Saturday, July 23, 2011

Week 10 Pt. 2 - Tubing and Tugging


The night before exbarking on the river adventure, Dan and I found it necessary to prepare ourselves for tubing. We bought the two essential items; a small, waterproof pouch to hold our monies and a pair of yellow, gym shorts stamped with the official tubing logo. We passed out early imagining what our foray into party central was going to be like.

The next morning Dan and I woke up with some serious wonky belly. But we couldn’t pass up this opportunity, so we met up with the other cyclists, a bit tardy and still a bit wonky, but ready to go. The others admired our new gear as we signed a waiver and grabbed a tube. We informally agreed that we weren’t going to get wasted and just wanted to check out the scene. I think that pact lasted all of the 5 minutes it took us to get to the starting point.

We hopped out of the tuk-tuk and were met by a young Laotian standing at a small table. He presented us with a tray of shots to get us going. I’m pretty sure we all needed that shot of confidence which tasted a lot like hot Redbull. We crossed the rickety bamboo bridge and eased ourselves into the water.

It was only 11 a.m. and we had the river to ourselves. But just seconds after getting in the water, we got back out at our first stop. A barman threw me a bottle tied to a rope. I tried to open the bottle, thinking he was throwing me some rice liquor. The others peed themselves laughing as they screamed, “Don’t drink it!”. I’d heard a lot of stories about all the booze and thought that this could only be one of the ways they get you drunk fast, but apparently this was only a tow rope used to pull people towards the dock. I clumsily popped myself out of my tube and scrambled up the ladder.
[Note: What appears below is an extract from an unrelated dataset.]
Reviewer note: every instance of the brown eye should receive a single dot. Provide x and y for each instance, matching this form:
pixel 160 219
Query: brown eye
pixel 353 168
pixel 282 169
And then the drinking began…

Mudpit tug-of-war

singing YMCA
Blob - jump

Blob - landing 
Emily discreetly pointing out a spray-painted drunky

Dan on the rope swing

young kid doing the pole climb

panorama of the surroundings

An Organic Mulberry Farm and Some Goats
We spent a recovery day working on resumes in one of the dozen caf├ęs in town that shows “Friends” all day. We were not alone.

In the afternoon, we took a 10km ride just outside of town to the organic mulberry farm, It’s actually located right where the tubing begins. I’ll be honest, it is a bit odd to sit in this beautiful farm and hear pop music being blasted throughout the day and night and watch drunkies stumble down to the river. I think it would drive me crazy! We’re pretty sure the farm was there first, but they’re trying to reach some sort of agreement about the music volume. We’ll see.

We’d read about the farm’s infamous goat cheese and delicious food. After some mulberry tea and about a pound of goat cheese, we took a quick tour of the farm. We decided to come back the next morning around 6 am to help care for and milk the goats.

The Vang Vieng Organic Farm is committed to “preserving ecological diversity and providing people with accessible and sustainable technologies to earn a living.” Some of their projects include; organic mulberry tea & wine production, homemade goat cheese, a local run restaurant, education programs, farm-stays, and the construction of mud houses used as community centers for villages.

We were most interested in helping care for the goats. The first two goats on the farm were dairy goats from France. Overtime, a Vietnamese goat was added to the family and breeding began. With a grant and donation of several more goats from Thailand, cheese production was able to begin.

Eventually, the farm plans to distribute goats to local farmers and teach them how to raise the goats and produce their own yoghurt. Through a goat bank, local farmers will receive goats and over time, pay back the number of goats they have received to give to other farmers. Since Laotians don’t really eat cheese, the farmers will learn to produce their own yoghurt. Another plus is that little real equipment is needed to make yoghurt. Hopefully, the increase in yoghurt production will help better farmers’ diets which mainly consist of grains and lack protein.

We spent the morning cleaning the stalls, feeding the goats and finally, milking. It’s a lot harder than it looks, but Dan was able to empty a couple goat utters. I was more interested in tasting the fresh milk and cheese. After a few hours, we finished work and walked around the farm. We stumbled upon the slaughtering of a goat to be eaten during the up-coming New Year festivities and I discovered my interest in butchery. Hey, it is a farm.